COVID Lawsuits: How to Limit Your Exposure

COVID-19 has brought a myriad of unexpected challenges to small businesses across the world. As our local economies reopen, more challenges are likely to come. One such challenge is the possibility of COVID-related lawsuits. While we do our best to ensure the safety, success, and health of our employees, it is important to be prepared for the possibility of lawsuits and to protect your organization wherever you can.

Lawsuits may arise concerning unsafe working conditions, too early recall of employees, discrimination, unlawful layoffs, and potentially unpaid wages. While this can seem like an overwhelming list of items to protect against, small businesses can do a lot to mitigate their risks across the board.

The first step is to ensure that your reopening (and remaining open) are in line with local and state guidelines. Many areas are seeing a backslide in the phases of reopening due to a spike in COVID-19 cases.  It’s important to stay up-to-date with legislation as well as the directives and legal orders of your governor and/or mayor to ensure you are not in violation when you open your doors. In addition, look at industry regulations; keep yourself up-to-date with their directives to ensure that you are doing everything you can to mitigate risk to your employees and your organization.

Secondly, it’s important to develop a COVID safety plan which will define organizational policies and procedures that empower your employees to remain safe and healthy. Appoint a team, ensure oversight, put proper social distancing measures and PPE in place, and take into account the unique needs of your organization and your employees. From health-screenings to adequate social distancing measures, create clear guidelines on these processes and regularly check them to ensure they are being followed, implemented effectively, and that any needed updates/changes are made. Also, have these policies and procedures in writing and displayed and distributed to employees.

Communication is key in effectively protecting your employees and ultimately in mitigating the risk of lawsuits for your organization. Have written plans for reopening, what will happen if you need to close, and how sick employees should be treated will help to protect both your employees and your organization. Ensure your employees are aware of these plans and new policies by communicating regularly, clearly, and concisely. From e-mail communications and conversations to signage, and social distancing and hand-washing reminders, make sure that your employees are aware and consistently reminded of how to keep themselves safe when they are in the workplace.

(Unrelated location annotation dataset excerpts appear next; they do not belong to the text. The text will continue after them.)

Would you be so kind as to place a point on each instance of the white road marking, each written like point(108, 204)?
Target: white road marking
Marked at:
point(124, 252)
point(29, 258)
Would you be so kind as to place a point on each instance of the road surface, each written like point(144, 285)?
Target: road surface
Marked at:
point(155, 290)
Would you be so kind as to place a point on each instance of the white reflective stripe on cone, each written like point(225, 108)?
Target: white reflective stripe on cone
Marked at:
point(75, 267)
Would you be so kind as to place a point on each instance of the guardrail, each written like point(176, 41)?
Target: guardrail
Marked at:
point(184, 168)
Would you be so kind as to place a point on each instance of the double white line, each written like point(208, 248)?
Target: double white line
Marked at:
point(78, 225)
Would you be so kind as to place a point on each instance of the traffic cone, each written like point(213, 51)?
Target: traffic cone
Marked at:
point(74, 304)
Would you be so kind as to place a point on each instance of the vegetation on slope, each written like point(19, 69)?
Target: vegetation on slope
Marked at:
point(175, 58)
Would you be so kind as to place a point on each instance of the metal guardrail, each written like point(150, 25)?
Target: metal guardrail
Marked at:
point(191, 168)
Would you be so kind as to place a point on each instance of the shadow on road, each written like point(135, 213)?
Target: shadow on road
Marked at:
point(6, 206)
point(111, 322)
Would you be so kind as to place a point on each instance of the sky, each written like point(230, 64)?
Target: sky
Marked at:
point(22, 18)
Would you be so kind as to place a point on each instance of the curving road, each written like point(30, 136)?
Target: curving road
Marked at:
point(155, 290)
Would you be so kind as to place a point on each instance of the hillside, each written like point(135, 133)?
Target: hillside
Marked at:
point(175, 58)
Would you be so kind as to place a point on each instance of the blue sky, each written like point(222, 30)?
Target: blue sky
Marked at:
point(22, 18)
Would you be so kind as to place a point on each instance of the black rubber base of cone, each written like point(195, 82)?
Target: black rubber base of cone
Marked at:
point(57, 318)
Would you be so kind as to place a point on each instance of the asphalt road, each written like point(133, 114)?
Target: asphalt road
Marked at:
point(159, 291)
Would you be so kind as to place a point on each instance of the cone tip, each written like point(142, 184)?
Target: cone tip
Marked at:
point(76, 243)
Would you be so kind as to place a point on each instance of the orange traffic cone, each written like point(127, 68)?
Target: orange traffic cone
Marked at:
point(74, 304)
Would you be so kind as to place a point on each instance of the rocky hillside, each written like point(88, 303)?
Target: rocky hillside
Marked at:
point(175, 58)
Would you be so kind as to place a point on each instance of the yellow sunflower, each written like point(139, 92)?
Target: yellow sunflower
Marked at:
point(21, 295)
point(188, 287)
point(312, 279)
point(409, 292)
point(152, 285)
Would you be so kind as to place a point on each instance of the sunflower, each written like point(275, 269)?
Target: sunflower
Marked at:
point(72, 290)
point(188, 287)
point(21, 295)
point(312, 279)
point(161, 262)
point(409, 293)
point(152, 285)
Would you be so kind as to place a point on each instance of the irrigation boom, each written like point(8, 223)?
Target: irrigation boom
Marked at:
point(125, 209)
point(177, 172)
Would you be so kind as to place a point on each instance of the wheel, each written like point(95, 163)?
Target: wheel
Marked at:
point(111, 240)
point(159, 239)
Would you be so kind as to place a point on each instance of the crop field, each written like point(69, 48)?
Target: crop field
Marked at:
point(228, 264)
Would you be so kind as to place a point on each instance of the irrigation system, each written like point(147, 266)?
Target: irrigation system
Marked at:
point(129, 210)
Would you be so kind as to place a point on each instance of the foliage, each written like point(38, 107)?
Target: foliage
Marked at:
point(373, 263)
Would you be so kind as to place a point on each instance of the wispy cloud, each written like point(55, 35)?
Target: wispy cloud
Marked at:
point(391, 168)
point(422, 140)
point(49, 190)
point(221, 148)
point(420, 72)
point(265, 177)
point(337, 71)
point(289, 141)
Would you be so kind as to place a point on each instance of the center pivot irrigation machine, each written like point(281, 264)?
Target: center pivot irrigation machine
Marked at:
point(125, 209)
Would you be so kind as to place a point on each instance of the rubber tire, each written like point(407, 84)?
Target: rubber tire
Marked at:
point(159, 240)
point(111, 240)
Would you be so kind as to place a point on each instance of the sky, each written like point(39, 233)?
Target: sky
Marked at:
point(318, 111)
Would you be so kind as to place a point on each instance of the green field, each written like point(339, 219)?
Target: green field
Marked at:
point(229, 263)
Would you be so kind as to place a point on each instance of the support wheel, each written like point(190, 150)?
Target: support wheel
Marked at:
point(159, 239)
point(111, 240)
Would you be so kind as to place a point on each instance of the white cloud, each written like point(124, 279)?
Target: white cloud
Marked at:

Finally, be prepared for a potential claim. An important piece of this preparation is to review what your organization’s insurance covers and if additional protections are needed. Check with your insurance company to ensure all your health and safety needs will be met and that you are protected against other types of lawsuits related to COVID-19. While it may initially be a bit more expensive, you should follow the recommendations of your insurance company and purchase any additional coverage that may be needed.

It is possible that Congress will step in with legislation to protect small businesses from COVID-related lawsuits, limiting liability, but until that time, it is important to prepare. No matter your organization, employers need to be prepared to prove they have treated employees equitably and that they are doing everything in their power to keep them healthy and safe as we return to work.